Conventional sperm evaluation parameters used in AI centers for sire semen evaluation and post-thawing assessment of cryopreserved semen are usually limited to examining post-thawing motility and morphology. Evaluation of sperm motility either subjectively or by computerized sperm analysis has been used as the main parameter to determine sperm quality and predict fertility in humans and animals [5,6]. However, motility shows a high degree of biological variability and in some cases are found to be fair measures of fertility. For example, variation in sperm motility from 60 to 90% had very low correlation to pregnancy rates in swine [7]. In cattle and sheep, a wide variation (about 20%) in post-thaw motility percentage was not correlated to the fertility [8]. Therefore, it is important to use more efficient tests for better evaluation.

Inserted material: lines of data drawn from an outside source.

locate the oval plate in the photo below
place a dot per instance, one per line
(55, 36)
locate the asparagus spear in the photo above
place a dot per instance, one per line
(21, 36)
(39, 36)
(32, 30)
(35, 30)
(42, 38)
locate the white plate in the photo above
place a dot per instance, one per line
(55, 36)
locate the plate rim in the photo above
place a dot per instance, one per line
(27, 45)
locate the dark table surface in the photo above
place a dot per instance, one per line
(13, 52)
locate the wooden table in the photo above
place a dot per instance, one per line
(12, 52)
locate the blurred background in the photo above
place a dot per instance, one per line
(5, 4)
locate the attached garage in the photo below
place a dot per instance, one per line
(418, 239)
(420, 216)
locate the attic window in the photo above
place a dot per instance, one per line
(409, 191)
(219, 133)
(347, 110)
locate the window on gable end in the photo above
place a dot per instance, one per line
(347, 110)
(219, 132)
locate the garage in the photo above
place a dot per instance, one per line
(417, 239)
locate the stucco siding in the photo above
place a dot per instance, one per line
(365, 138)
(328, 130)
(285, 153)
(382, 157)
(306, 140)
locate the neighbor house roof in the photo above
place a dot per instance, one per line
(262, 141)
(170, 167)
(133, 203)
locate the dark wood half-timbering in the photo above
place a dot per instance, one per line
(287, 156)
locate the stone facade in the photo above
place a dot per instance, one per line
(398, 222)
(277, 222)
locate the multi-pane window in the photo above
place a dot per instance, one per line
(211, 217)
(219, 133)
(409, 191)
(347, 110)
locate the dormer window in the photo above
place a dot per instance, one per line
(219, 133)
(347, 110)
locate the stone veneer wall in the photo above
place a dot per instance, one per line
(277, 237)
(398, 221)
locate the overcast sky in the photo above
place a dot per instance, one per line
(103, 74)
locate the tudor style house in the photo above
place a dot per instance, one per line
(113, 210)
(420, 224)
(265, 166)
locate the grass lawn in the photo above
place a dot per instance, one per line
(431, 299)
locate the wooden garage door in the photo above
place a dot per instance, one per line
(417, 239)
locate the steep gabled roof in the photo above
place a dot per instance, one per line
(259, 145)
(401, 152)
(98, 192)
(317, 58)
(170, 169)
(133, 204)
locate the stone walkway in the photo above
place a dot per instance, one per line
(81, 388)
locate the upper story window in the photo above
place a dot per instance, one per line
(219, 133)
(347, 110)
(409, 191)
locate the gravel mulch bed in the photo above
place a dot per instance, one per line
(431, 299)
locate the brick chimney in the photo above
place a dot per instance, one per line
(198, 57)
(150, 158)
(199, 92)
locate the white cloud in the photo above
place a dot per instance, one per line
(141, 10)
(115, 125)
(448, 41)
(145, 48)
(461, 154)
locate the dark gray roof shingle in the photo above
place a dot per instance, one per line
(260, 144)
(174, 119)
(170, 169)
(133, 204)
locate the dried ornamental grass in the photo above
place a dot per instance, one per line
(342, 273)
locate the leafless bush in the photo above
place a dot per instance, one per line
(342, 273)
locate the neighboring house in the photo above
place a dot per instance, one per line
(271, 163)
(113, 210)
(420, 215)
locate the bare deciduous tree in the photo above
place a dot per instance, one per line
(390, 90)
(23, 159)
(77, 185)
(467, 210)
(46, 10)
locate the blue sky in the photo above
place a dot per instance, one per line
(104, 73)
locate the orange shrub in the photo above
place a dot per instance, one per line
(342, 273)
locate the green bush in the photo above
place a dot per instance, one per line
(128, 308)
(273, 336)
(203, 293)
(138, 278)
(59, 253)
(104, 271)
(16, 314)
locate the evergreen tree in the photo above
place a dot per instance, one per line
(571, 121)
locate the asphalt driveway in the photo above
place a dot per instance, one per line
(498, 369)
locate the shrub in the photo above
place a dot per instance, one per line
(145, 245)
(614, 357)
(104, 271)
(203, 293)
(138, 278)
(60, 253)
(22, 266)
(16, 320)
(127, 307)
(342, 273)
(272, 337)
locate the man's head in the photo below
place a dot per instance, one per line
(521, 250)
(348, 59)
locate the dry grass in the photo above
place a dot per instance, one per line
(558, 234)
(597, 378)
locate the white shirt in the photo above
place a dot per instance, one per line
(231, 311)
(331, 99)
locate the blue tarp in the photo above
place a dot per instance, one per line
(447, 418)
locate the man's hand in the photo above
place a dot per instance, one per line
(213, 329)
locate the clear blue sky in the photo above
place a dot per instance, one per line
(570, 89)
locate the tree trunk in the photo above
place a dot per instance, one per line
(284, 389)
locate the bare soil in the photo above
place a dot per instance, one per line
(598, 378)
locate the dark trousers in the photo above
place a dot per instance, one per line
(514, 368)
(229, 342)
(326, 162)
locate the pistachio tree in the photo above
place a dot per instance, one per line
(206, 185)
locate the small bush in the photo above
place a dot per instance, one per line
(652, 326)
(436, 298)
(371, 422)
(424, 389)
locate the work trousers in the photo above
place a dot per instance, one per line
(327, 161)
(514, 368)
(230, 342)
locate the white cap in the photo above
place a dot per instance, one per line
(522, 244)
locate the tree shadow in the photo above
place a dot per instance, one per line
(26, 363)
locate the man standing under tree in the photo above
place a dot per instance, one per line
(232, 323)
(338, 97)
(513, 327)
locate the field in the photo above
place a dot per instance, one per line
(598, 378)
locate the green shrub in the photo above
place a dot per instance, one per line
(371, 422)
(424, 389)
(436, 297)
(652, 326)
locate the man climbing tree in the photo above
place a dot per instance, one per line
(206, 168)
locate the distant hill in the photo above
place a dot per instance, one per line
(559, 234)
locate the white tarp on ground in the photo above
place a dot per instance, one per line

Several structural and ultrastructural sperm components have been reported to be affected by cryopreservation, however their relative importance for routine semen evaluation is not clear. For example, acrosome and plasma membrane integrity are critical for the process of acrosome reaction (AR) and their damage may cause premature AR leading to reduced fertilizing capacity [9]. Mitochondria provide ATP which determines sperm motility [10] and are also vulnerable to cryo-damage. In addition, DNA damage has been recognized as an important indicator of sperm quality and has a great clinical significance in assessment of sperm selection in human [11]. However, in cattle, the effect of cryopreservation on sperm chromatin integrity has not been extensively examined. Assessment of sperm DNA damage is widely determined using Sperm Chromatin Structure Assay (SCSA) which require assessment by flow cytometry and therefore not routinely used [12]. Instead, Toluidine Blue (TB) test is a less expensive staining that is used to estimate chromatin integrity which has been shown to be correlated to SCSA results [13], and therefore may be a good evaluation tool for post thawing sperm quality.

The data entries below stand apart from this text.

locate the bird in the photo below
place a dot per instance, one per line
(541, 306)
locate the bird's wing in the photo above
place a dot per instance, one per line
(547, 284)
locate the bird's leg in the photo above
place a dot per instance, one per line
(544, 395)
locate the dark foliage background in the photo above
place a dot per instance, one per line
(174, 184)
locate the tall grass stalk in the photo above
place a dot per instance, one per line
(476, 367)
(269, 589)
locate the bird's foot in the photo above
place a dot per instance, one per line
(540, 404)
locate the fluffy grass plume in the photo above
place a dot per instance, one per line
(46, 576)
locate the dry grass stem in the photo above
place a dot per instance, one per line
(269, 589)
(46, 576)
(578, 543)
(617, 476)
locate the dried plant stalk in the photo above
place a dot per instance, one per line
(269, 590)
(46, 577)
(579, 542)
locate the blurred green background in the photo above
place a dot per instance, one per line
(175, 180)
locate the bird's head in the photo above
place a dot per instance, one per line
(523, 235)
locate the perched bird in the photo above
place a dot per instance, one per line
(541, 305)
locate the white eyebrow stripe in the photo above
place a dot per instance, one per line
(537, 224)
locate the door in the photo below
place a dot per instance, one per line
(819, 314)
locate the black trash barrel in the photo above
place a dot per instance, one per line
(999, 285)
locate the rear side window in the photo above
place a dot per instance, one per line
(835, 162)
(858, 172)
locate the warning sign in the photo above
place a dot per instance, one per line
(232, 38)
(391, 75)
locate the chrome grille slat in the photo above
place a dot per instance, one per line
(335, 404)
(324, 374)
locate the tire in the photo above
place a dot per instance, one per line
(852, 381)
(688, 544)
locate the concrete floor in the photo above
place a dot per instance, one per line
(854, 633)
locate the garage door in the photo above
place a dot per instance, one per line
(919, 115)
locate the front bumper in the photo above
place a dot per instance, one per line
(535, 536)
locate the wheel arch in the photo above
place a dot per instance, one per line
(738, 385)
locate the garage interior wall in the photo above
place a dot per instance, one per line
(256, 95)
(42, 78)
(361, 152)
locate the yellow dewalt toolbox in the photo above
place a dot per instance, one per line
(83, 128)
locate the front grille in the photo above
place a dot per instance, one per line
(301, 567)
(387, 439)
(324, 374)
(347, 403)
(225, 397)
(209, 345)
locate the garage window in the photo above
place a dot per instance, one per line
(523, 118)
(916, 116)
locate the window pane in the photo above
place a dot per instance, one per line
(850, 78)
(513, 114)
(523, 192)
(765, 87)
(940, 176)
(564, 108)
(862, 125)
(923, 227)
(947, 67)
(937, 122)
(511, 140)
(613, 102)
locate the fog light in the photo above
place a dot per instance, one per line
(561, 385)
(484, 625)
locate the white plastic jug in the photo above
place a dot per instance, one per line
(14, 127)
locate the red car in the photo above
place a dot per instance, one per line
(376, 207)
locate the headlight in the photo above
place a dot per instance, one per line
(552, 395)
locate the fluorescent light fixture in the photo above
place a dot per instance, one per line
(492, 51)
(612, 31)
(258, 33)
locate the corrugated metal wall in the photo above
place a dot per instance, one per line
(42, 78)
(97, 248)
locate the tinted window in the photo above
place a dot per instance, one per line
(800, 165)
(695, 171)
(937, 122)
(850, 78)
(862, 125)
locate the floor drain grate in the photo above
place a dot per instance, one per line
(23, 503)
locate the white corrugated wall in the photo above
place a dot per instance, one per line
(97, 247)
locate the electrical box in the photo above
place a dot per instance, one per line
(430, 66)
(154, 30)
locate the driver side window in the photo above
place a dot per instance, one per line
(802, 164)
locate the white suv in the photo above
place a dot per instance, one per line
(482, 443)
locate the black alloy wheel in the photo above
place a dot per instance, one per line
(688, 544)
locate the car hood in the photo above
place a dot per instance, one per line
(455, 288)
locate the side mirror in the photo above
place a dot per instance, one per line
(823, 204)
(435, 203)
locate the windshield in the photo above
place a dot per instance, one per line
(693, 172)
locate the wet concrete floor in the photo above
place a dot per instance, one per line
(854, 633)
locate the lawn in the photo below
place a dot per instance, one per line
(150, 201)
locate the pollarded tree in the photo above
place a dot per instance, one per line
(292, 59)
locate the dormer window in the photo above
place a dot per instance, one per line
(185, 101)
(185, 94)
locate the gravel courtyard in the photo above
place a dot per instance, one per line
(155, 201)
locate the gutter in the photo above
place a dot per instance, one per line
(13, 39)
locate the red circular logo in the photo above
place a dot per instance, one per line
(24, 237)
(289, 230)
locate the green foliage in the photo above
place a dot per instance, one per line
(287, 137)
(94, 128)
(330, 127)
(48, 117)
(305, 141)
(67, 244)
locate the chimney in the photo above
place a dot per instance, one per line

During standard cryopreservation procedure, different processing steps are involved, namely, dilution of semen at 37°C with Tris-based diluents containing egg yolk and glycerol, followed by cooling to 4°C and equilibration. Rapid freezing is then performed to avoid crystallization. It is also not clear how each processing step contributes to the overall damage observed post-thawing. Understanding when the damage is induced can help in improvement of the most critical steps in the future.

Therefore, this study aims to 1) screen several structural and ultrastructural assessment tools to evaluate sperm quality during and after cryopreservation (plasma membrane and acrosome integrity, mitochondrial structure, chromatin damage, in addition to motility, viability and morphological abnormalities) 2) define which tests are more valuable for routine use, and 3) identify the damage caused by each processing step during cryopreservation (before dilution, after dilution, 2 h equilibration, 4 h equilibration and after thawing).

2 Materials and methods

All chemicals were purchased from (Sigma Pharmaceuticals, UK) unless otherwise stated.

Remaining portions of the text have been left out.